Friday, February 9, 2018

Reading Books Should Be Popular

Books are doorways that lead the reader into different worlds. Every book is a new experience worth trying. Those that love reading tends to stay at home and read something interesting rather than going out and spending money on things they don’t need.

Every good book will give you thrills, and you will feel like you are looking a long movie or even a series of sorts. That is the power of a well-written book.

Youngers love their devices, and they read books over them. Their interest in books is commendable, but they miss something important, and that is the feel of the paper and the smell of the book.

The best way to acquire books

About two blocks away from my apartment in Brooklyn, NY, there’s a bookstore that’s closing down. (That’s nothing surprising at the moment, sadly.) The bookstore’s going-out-of-business deal was insane—fill a bag for $5. I did what any greedy book-lover would do: double-bagged a grocery bag (so I could hold more books, duh), and loaded up.

I scored big time (a bunch of novels and history books, some photography pieces, and books signed by Adam Gopnik, William F. Buckley, Jr., and Mitch Albom), though watching the face of the owner fall as he took just $5 for all those gorgeous books almost made it not worth it. (Notice I said “almost.”) I went home and immediately started digging through my treasure. In doing so, I had an experience I haven’t had in a very long time.

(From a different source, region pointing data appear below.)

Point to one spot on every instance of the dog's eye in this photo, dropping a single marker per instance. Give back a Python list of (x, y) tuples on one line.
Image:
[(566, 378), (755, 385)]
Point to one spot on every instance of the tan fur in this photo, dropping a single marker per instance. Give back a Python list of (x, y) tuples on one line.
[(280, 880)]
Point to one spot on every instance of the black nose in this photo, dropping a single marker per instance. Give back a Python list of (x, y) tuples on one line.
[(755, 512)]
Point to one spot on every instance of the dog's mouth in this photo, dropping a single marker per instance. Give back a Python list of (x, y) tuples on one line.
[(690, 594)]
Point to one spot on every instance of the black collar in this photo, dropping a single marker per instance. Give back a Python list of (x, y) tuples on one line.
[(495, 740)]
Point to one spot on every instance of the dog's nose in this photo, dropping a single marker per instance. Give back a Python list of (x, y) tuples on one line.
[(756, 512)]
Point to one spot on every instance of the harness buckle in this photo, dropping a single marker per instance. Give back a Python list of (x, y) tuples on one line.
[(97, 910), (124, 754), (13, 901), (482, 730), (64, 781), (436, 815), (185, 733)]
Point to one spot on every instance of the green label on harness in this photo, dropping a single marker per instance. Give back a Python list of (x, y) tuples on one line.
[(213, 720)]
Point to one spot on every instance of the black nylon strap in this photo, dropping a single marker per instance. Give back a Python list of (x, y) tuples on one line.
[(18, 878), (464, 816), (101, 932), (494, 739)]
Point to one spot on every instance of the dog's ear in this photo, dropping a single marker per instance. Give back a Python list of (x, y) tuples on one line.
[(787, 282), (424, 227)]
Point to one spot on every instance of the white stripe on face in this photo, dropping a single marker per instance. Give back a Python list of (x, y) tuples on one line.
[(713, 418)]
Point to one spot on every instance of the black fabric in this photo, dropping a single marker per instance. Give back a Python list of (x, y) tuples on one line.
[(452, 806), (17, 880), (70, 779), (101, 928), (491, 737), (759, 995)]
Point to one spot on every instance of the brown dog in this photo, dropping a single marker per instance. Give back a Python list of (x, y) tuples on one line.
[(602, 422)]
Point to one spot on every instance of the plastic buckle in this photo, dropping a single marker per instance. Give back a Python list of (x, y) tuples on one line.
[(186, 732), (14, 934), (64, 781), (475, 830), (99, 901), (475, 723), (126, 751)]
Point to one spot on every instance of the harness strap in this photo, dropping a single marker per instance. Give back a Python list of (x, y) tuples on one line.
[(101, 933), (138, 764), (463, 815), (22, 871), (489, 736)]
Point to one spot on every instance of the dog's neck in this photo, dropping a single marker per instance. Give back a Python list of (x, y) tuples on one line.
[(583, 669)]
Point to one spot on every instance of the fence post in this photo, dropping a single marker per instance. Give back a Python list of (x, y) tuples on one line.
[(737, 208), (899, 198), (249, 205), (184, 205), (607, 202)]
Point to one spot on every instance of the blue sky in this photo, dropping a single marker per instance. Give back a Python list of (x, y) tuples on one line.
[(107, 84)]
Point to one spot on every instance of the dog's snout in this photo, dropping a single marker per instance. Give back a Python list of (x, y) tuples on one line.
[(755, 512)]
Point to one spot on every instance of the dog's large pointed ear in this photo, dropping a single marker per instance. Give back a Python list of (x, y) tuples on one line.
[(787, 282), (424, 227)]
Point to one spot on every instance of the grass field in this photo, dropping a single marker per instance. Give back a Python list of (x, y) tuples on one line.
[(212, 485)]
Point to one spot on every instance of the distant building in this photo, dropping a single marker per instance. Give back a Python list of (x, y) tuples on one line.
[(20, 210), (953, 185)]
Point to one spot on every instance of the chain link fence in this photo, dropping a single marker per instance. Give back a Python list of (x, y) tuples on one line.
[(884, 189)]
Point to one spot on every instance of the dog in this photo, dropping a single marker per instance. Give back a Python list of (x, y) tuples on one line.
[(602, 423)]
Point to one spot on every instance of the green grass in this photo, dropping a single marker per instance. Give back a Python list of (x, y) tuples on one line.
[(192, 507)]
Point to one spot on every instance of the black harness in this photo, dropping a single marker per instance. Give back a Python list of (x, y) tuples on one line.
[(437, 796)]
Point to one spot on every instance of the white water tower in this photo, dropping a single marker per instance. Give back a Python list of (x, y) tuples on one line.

The difference between digital and paper books

I buy books almost exclusively online, and mostly through Amazon. I read on my iPad, or my iPod Touch, or my Android phone; most of the paper books I own are little more than decoration, sitting on my bookshelf to make me look all literary and stuff. I love reading digitally because it means I can read anywhere, on a device I’d be carrying with me anyway, and I can have a ton of books to read at once.

But as I held books that were thirty years old yesterday, flipping the dusty pages, reading autographs and inscriptions, and admiring cover art, I realized I’m missing something. There’s something, something I can’t explain, about the way a book feels to hold and read that no digital version can match. Yesterday I felt like I was holding a story, an entire world ready for me to explore—I’ve never felt that way on my iPad.

I’m probably not the only person feeling this way, but I’d never really noticed it until yesterday, after months of reading digitally and not picking up a paper book at all. I picked up a book called “New York in the World War,” that felt fragile, cared-for, and old. Five minutes of reading felt completely different than the same words would have on my iPad’s screen.

The shift in mentality when reading books

I’ve spent some time here thinking about the new trend of un-design. Every day, I use services like Instapaper or Readability to make things ostensibly “easier” to read—big fonts, consistent colors, and flow, less distraction. But I wonder if we’re doing not only the creators of this content but ourselves, a disservice. The color of the paper, the size of the text, the heft of the cover, and the brittleness of the pages as I turn them all affect how I feel when I’m reading a book. Sliding my finger right-to-left doesn’t capture how it felt to turn the page of a seventy-year-old book.

I’ve noticed a change in the way that I read, as well. As a kid, I read voraciously, and exclusively for pleasure—I’d sit down, and look up five hours later having missed meals, showers, TV, and bedtime. Now, though I read far more than I ever have, I don’t read for long periods of time anymore; I read an article or a chapter here and there, but it’s been a long time since I was truly lost in a book. I wonder how much of that is due to my fractured attention span (which everyone seems to want to blame), or the fact that I’m not able to immerse myself in the screen of my iPad like I could in the pages of a book. After sitting with Garrison Keillor’s Love Me, I’d wager the latter.

Our experience with a book or an article is hugely dependent on a number of small factors, most of which we’d never notice until they’re gone—like page-turns, dog-earing my current page, or how much more I enjoy reading on the sepia, off-white pages of most books than on the stark black-on-white of Instapaper.  We spend time making the experience more convenient that we might be missing some of the experience. I wonder, more now than ever, whether it’s a worthwhile trade.